Simple NoSQL wrapper around Postgres' JSONB type.



Installation

--------------

PogoDB is installable via pip, following a *two-step* process:

1. `pip install pogodb`

2. `pip install psycopg2` *OR* `pip install psycopg2-binary`



Since the `psycopg2`/`psycopg2-binary` split, instead of forcing a dependency on either one, the choice is left to you. PogoDB should work with either. *Tip:*  If `pip install psycopg2` fails, try `pip install psycopg2-binary`.



Quickstart

--------------

To connect from a Python Shell, use `pogodb.shellConnect(.)`.

```py

>>> import pogodb

>>> db = pogodb.shellConnect("postgres://..dsn..")

Connection opened. Call `.close()` to close.

>>> db.insertOne({"_id": "foo", "value": "foobar"})

>>> db.findOne("foo")

{'_id': 'foo', 'value': 'foobar'}

>>> db.close()

Connection committed & closed. Call `.reopen()` to resume.

>>>

```

*Note:* `pogodb.shellConnect(.)` is meant only for *quick and dirty* shell connections. You need to explicitly call `db.close()` to commit the transaction and close the connection.



Connecting Properly

-------------------------



#### Context Manager:



Using `with pogodb.connect(.) as db` is a better way to connect.
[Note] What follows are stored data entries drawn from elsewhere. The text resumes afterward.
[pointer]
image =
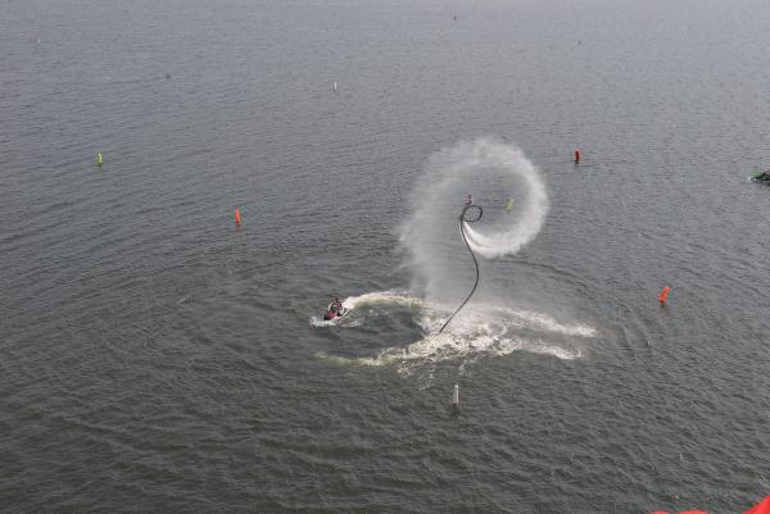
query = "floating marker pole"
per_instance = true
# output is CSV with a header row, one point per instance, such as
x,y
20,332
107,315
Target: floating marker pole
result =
x,y
664,295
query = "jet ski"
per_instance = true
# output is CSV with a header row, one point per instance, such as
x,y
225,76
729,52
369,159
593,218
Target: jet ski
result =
x,y
762,177
335,310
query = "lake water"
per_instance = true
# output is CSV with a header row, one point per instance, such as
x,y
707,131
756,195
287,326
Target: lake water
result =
x,y
158,358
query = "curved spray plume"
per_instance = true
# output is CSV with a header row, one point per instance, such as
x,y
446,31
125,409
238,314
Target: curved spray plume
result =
x,y
465,219
507,183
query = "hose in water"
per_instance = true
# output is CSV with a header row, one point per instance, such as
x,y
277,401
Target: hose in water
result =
x,y
466,219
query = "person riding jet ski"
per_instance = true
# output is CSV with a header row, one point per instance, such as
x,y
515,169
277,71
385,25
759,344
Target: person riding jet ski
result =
x,y
763,176
335,309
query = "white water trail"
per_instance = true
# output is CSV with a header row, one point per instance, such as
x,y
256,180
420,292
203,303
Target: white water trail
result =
x,y
493,172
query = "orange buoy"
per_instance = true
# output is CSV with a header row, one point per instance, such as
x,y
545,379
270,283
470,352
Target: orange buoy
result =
x,y
664,295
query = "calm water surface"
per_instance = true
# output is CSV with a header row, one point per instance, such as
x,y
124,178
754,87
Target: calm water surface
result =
x,y
156,358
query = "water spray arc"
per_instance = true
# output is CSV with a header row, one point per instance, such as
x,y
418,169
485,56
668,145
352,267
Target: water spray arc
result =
x,y
464,218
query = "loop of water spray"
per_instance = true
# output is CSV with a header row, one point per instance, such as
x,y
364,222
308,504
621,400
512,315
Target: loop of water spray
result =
x,y
464,219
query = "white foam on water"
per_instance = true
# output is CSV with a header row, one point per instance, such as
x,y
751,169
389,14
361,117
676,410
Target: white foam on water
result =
x,y
484,330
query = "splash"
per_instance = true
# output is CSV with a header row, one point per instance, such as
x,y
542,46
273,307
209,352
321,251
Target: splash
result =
x,y
495,173
485,330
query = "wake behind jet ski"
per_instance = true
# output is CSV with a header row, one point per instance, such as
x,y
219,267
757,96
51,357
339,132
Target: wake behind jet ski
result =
x,y
335,310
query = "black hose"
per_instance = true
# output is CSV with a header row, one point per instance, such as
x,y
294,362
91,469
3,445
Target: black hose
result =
x,y
465,219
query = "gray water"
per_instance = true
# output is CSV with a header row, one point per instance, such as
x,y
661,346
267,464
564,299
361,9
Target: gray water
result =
x,y
157,358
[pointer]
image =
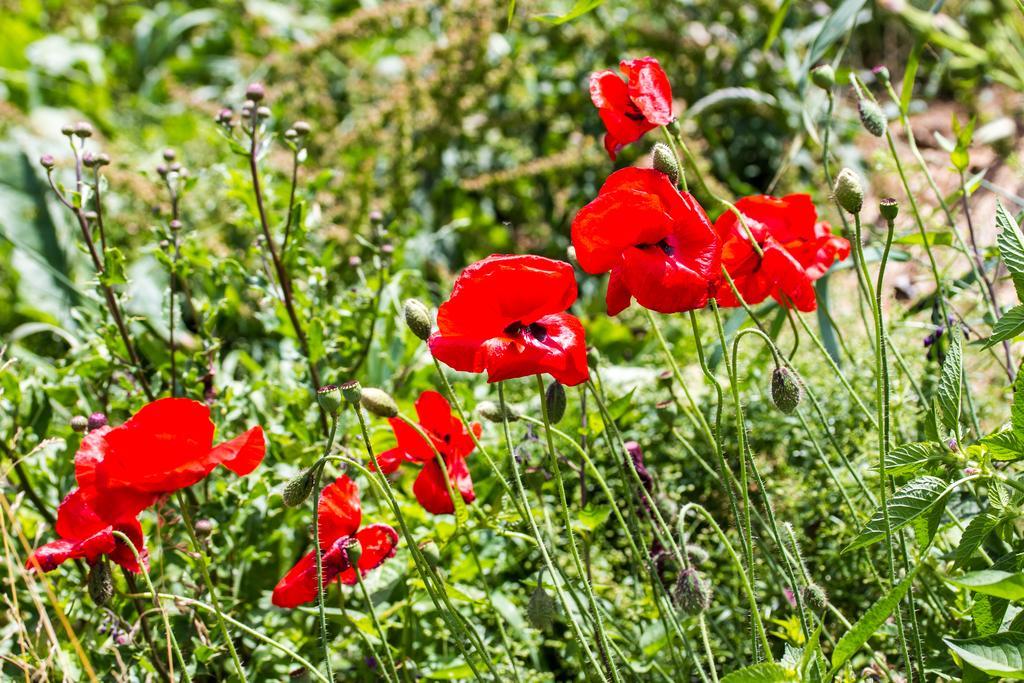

On exiting the `with` block, the transaction is auto-committed and the connection is auto-closed.

```py

import pogodb

with pogodb.connect("postgres://..dsn..") as db:

    db.insertOne({"_id": "bar", "value": "foobar"})

    # etc. ...

```



#### Connection Decorator:



For frequently connecting to the same database, consider setting up a connection decorator as follows:

```py

import pogodb

dbConnect = pogodb.makeConnector("postgres://..dsn..")



@dbConnect

def yourLogic (db):

    db.insertOne({"_id": "baz", "value": "quax"})

    # etc. ...

```

The decorator supplies the `db` parameter to the decorated function. The parameter is supplied by name, so it must be called `db`, not `myDb` or something else. That is, `@dbConnect` automatically passes `db` to `yourLogic`, on each call.



#### Parameter `skipSetup`:

Both `pogodb.connect(.)` and `pogodb.makeConnector(.)` accept `skipSetup` as a parameter, which defaults to `False`. By default, PogoDB runs some setup-code upon each connection.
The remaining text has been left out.